On Sunday, I indulged my husband and myself with a modern recipe--spicy deviled eggs. 

The recipe I used comes from Martha Stewart's website of all places, and involves roasted peppers, mayonnaise, Dijon mustard, and hot sauce. I used Melinda's Extra Hot Sauce and substituted scorpion powder (a powder made from really hot scorpion peppers that looks just like paprika) for the poppy seeds called for in Martha's recipe. The result was delicious--so delicious that my husband posted about it on Google Plus.

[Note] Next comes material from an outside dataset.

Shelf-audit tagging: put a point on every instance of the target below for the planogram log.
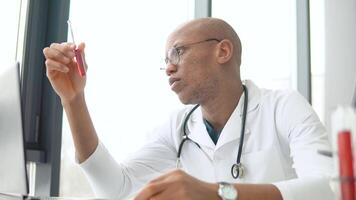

Martha's recipe may be modern, but the concept of hard boiling eggs, slicing them, removing the cooked yolks, and replacing the yolks with something more interesting goes back at least to Roman times, according to the Food Timeline. Those egg dishes tended to be served with a sauce poured over them, unlike the modern idea of stuffed eggs as finger food.

Supposedly, spicy stuffed eggs were served in Andalusia in the 13th century CE.  Stuffed egg recipes start appearing in cookbooks in the 15th and 16th centuries.  According to Cecil Adams of the Straight Dope, the term "deviled eggs" for spicy stuffed eggs dates from the late 18th century. Today, it's possible to log onto the Internet and find a vast array of different deviled egg recipes, including recipes containing wasabi, salmon, pumpkin, peanut butter, and Old Bay spice, among others. All I know is that at every party I've attended that serves deviled eggs, the deviled eggs are the first item to vanish.  That says a lot about their enduring popularity.

EDIT:  (12/6/2014) I will be making deviled eggs for our family's Christmas brunch this year.  I'll probably use the spicy eggs recipe (or a similar one) and a more traditional one, probably this one with tarragon and mustard.

EDIT:  (12/29/2014).  The Dijon and tarragon eggs (tastefully decorated with a tarragon leaf and two red peppercorns apiece) were a success, as were the Old Bay eggs (which included a stalk of celery chopped into the egg mixture).